I am trying to create an application that will calculate the cost of exotic parimutuel wager costs. I have found several for certain types of bets but never one that solves all the scenarios for a single bet type. If I could find an algorithm that could calculate all the possible combinations I could use that formula to solve my other problems.

Additional information: I need to calculate the permutations of groups of numbers. For instance;

Group 1 = 1,2,3
Group 2 = 2,3,4
Group 3 = 3,4,5

What are all the possible permutation for these 3 groups of numbers taking 1 number from each group per permutation. No repeats per permutation, meaning a number can not appear in more that 1 position. So 2,4,3 is valid but 2,4,4 is not valid.

Thanks for all the help.

Answer 1

Like most interesting problems, your question has several solutions. The algorithm that I wrote (below) is the simplest thing that came to mind.

I found it easiest to think of the problem like a tree-search: The first group, the root, has a child for each number it contains, where each child is the second group. The second group has a third-group child for each number it contains, the third group has a fourth-group child for each number it contains, etc. All you have to do is find all valid paths from the root to leaves.

However, for many groups with lots of numbers this approach will prove to be slow without any heuristics. One thing you could do is sort the list of groups by group-size, smallest group first. That would be a fail-fast approach that would, in general, discover that a permutation isn't valid sooner than later.

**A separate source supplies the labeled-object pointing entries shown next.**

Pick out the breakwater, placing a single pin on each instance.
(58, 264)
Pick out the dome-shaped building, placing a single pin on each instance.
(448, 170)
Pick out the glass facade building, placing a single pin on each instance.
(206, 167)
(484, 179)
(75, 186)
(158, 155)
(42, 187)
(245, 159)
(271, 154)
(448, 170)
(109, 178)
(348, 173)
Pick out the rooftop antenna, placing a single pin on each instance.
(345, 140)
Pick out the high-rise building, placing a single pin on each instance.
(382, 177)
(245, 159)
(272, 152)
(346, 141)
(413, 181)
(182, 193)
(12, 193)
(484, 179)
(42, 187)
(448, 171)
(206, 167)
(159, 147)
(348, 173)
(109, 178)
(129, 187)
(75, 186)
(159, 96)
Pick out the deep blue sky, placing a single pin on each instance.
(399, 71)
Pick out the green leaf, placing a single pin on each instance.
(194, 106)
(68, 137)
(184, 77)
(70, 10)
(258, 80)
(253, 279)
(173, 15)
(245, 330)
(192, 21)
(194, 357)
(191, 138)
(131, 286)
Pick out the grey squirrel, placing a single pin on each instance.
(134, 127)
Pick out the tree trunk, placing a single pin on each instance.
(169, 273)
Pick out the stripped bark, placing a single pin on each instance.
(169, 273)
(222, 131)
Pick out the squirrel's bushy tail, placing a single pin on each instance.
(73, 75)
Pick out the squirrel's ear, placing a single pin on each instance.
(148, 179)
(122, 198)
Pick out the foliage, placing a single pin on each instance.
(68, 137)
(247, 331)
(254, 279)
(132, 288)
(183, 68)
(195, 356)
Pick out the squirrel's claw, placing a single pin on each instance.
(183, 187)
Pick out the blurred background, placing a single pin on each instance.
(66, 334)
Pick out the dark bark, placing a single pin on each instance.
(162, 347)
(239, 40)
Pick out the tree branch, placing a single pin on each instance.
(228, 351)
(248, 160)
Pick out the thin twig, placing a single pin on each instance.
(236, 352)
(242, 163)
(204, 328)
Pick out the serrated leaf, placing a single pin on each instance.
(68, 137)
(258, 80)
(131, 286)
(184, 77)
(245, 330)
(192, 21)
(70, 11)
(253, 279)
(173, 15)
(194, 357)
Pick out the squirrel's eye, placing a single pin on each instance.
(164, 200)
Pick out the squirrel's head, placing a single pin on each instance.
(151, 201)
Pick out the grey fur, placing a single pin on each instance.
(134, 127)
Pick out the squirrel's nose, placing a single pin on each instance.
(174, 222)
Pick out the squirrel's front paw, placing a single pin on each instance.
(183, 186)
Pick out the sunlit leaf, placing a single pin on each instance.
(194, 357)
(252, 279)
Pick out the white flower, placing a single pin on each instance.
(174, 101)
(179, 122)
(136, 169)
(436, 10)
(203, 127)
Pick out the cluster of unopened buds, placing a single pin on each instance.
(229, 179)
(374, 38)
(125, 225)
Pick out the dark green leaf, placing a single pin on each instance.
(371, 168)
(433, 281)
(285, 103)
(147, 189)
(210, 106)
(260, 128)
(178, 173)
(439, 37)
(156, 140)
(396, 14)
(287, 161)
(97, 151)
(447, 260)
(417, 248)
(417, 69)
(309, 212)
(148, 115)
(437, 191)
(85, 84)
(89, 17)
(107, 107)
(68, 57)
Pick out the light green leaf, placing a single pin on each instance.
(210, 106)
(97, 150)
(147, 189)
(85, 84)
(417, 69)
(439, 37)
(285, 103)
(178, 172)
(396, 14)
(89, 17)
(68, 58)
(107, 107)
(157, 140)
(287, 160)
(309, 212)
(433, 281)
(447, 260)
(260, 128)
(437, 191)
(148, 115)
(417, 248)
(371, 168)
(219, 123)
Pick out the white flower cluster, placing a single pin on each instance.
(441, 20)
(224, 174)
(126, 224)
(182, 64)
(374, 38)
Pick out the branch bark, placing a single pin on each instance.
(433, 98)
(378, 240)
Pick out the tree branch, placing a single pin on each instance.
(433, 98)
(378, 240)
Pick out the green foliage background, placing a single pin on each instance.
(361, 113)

Look-ahead, arc-consistency, and backtracking are other things you might want to think about. [Sorry, I can only include one link because it's my first post, but you can find these things on Wikipedia.]

## Algorithm written in Python ##
## CodePad.org has a Python interpreter

Group1 = [1,2,3] ## Within itself, each group must be composed of unique numbers
Group2 = [2,3,4]
Group3 = [3,4,5]
Groups = [Group1,Group2,Group3] ## Must contain at least one Group

Permutations = [] ## List of valid permutations

def getPermutations(group, permSoFar, nextGroupIndex):
  for num in group:
    nextPermSoFar = list(permSoFar) ## Make a copy of the permSoFar list

    ## Only proceed if num isn't a repeat in nextPermSoFar
    if nextPermSoFar.count(num) == 0: 
      nextPermSoFar.append(num)  ## Add num to this copy of nextPermSoFar

      if nextGroupIndex != len(Groups): ## Call next group if there is one...
        getPermutations(Groups[nextGroupIndex], nextPermSoFar, nextGroupIndex + 1)
      else: ## ...or add the valid permutation to the list of permutations
        Permutations.append(nextPermSoFar)

## Call getPermutations with:
##  * the first group from the list of Groups
##  * an empty list
##  * the index of the second group
getPermutations(Groups[0], [], 1)

## print results of getPermutations
print 'There are', len(Permutations), 'valid permutations:'
print Permutations

Answer 2

AS a punter I can tell you there is a much simpler way:

For a trifecta, you need 3 combinations. Say there are 8 runners, the total number of possible permutations is 8 (total runners)* 7 (remaining runners after the winner omitted)* 6 (remaining runners after the winner and 2nd omitted) = 336

For an exacta (with 8 runners) 8 * 7 = 56

Quinellas are an exception, as you only need to take each bet once as 1/2 pays as well as 2/1 so the answer is 8*7/2 = 28

Simple